There are moments when this "peculiar road movie" sometimes overshoots the mark (such as the scene with the misanthropic Orthodox priest) sending one "message" after another of precisely timed, inadvertently chilling observations about human nature. The character of the father, who lavishly dispenses aphorisms, sayings and witticisms not only to briefly lament the plight of the human race, but also to transmit some kind of lesson to his teenage son, gradually lose all their comedic value.

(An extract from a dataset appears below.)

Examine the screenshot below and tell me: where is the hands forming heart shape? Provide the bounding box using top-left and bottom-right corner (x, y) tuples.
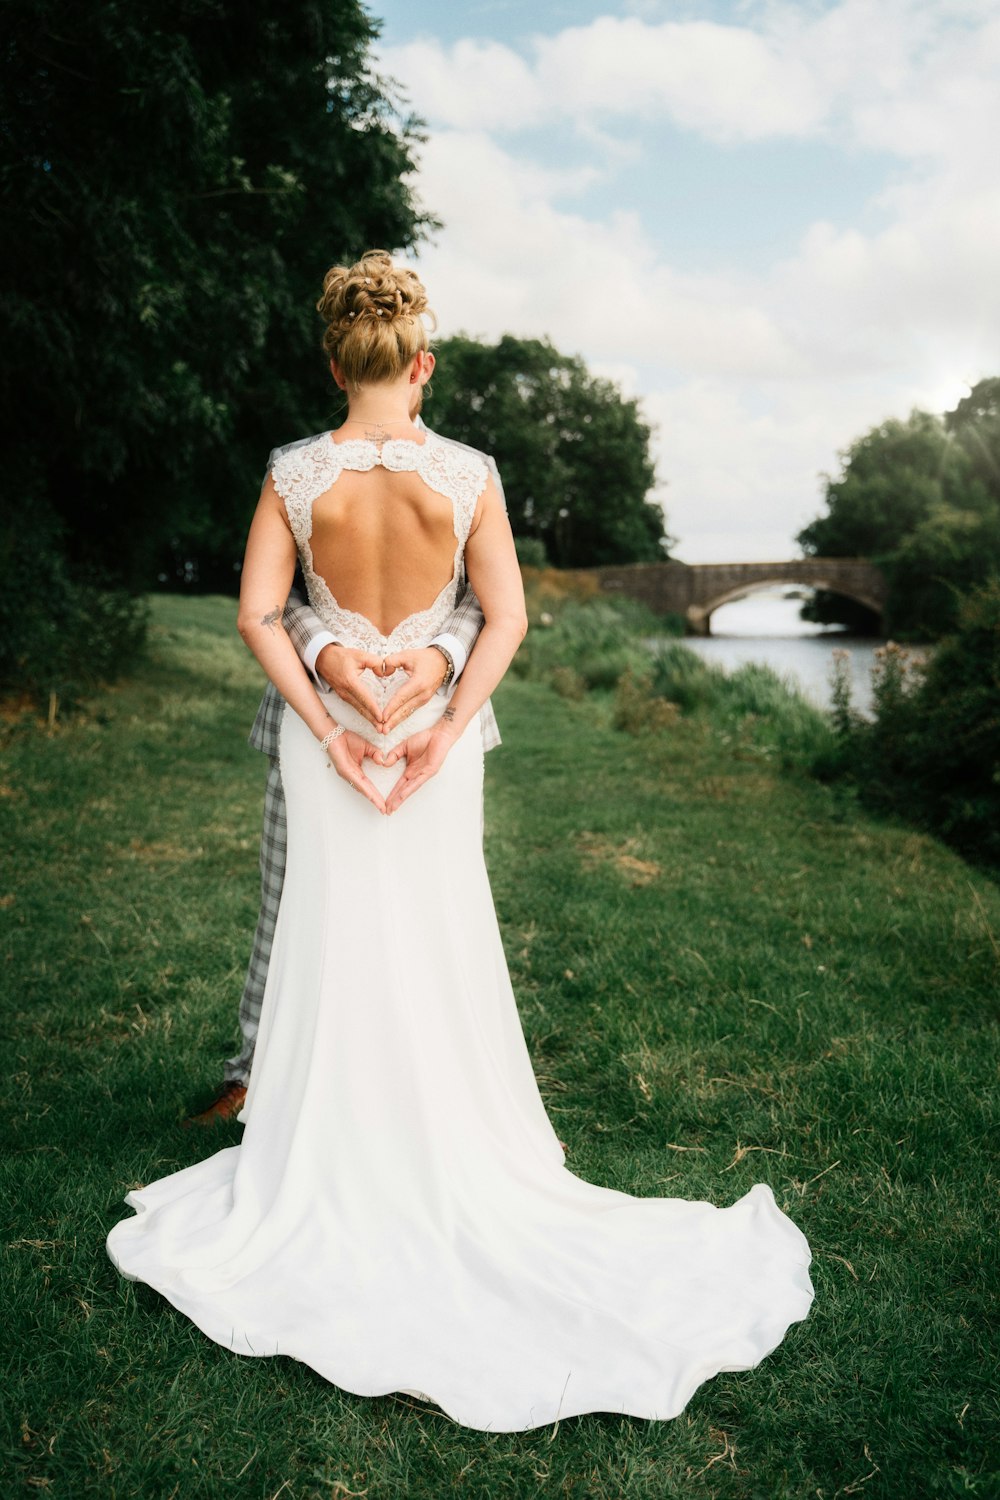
(316, 644), (458, 815)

Through several exceptionally successful moments the personal history of the father is revealed to the viewer, beginning with military plunder and ending with
sexual aggression, revelations that also come because as the story gradually develops and the plot thickens, the father’s high-spirited, loud braggadocio
begins to give way to the naive, untainted gaze of his somewhat dumbfounded son. When the central characters manage to fulfill their initial mission of apprehending
and returning the runaway Gypsy, who is allegedly guilty of stealing from an aristocrat’s estate, the storyline accelerates sharply in terms of drama without abandoning its
comedic stance, which merely persists with an even more unbearably ironic grin.

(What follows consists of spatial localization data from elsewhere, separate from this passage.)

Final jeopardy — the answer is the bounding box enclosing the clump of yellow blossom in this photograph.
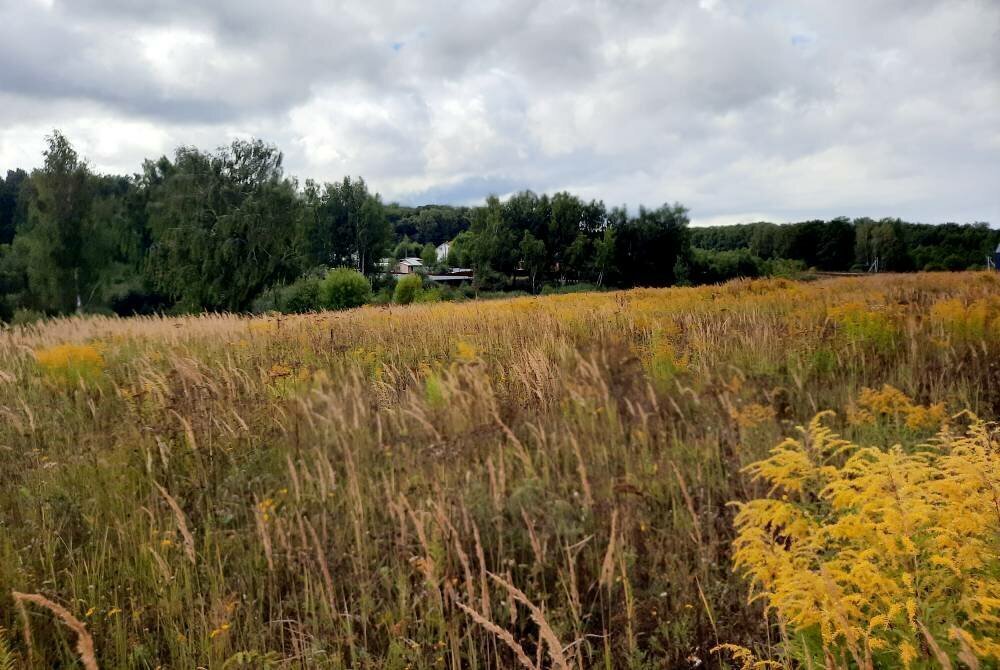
[247,320,278,335]
[266,363,292,379]
[454,340,478,363]
[827,302,898,350]
[929,297,998,344]
[209,622,230,639]
[33,343,105,386]
[711,644,784,670]
[730,403,1000,668]
[257,498,276,523]
[849,384,947,431]
[730,402,776,430]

The dialogue between the travelling jailers and their prisoners is, together with the situational dramaturgy, the unequivocal high point of the film. Director Radu
Jude’s feeling for the study of psychological micro-phenomena is enhanced by being contrasted to the opulence of his chosen genre and its imagery.
One line from the father’s strokes of wisdom, "We are living as we can, not as we want", in all of its banality and alibi-providing potential, becomes the motto for the attitude taken by all those in the film who find themselves in the thankless position of standing between a master and a servant. The servant is the
one who can do nothing but hungrily watch as his superiors feast and indulge themselves while grousing over their sordid reality, silently waiting to receive the
least-gnawed bones as his portion.
In this film a Romanian gentleman is an actual autocrat, an oligarch the hem of whose garment is kissed and whose hookah is prepared so he can then proceed to sentence someone
to death who has no name and no rights. The world order is deadlocked in a fixed position, a social stratification chosen by no one and yet followed by all,
immune to bits of complaints and the constant stream of lamentations.
"I was honorable my entire life and obeyed the law" the father says, summing up his life philosophy while in the background, the ax blades are sharpened
for the executioner’s chopping block. The main strength of this extraordinary film is how discreetly its eternal message encompasses both the future and the past.